The decarbonisation of the heating and cooling sector is moving to the forefront of the debate on EU’s climate and energy ambitions, with several voices, most notably MEP José Blanco López, Rapporteur on the Renewable Energy Directive, asking for more investments in renewable heating and cooling to stay in line with the targets set by the Paris Agreement. At the EURACTIV event “The Clean Energy Package: Towards a Smart and Sustainable Heat Market”, several views were expressed on how best to achieve this aim.
The European Geothermal Energy Council (EGEC) has now released a policy paper assessing the current European Commission’s energy modelling, used to generate forecasts that serve as a basis for policy proposals and policy making. The resulting analysis shows a lack of robustness in the Commission’s forecasts for the heating and cooling sector, which translates in a lack of ambition, in the initial Commission’s proposal, for the future of the renewable heating and cooling (RES-HC) sector.
Mr Blanco López’s proposal presented in his draft report - calling for increasing the share of renewables in energy supplied for heating and cooling by 2 percentage point per year between 2020 and 2030, as binding measure for Member States - is a welcome improvement that would allow for an accelerated development of the RES-HC sector. Among the new measures introduced by the Rapporteur, there are several flexibility mechanisms that would allow Member States to achieve this ambitious goal in a more cost-efficient way.

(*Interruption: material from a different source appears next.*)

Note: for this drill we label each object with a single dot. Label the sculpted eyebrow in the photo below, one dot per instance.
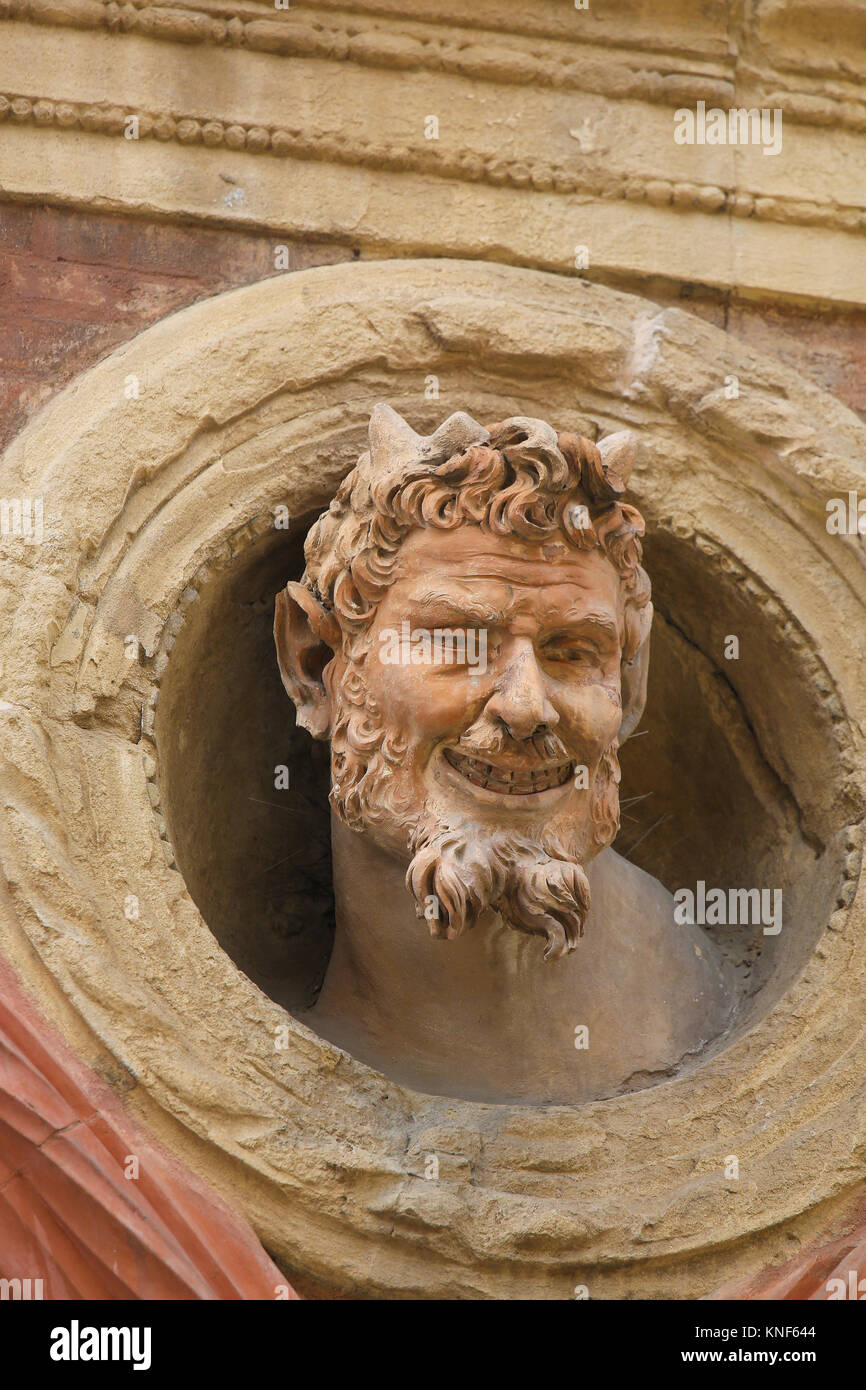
(453, 608)
(598, 623)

EGEC understands the need for flexibility in the decarbonisation of the heating and cooling sector, as local resources – or existing shares of renewable – vary greatly. It believes that Member States with high penetration rates of renewables in heating and cooling should not be overburdened, but should instead focus their efforts on other sectors where they may be more effective. On the other side, the binding provision proposed by the Rapporteur would be an important incentive for Member States where heating and cooling is still dominated by fossil fuels, since heating and cooling is the largest segment of the energy system and its decarbonisation is therefore a fundamental requirement to comply with the Paris Agreement.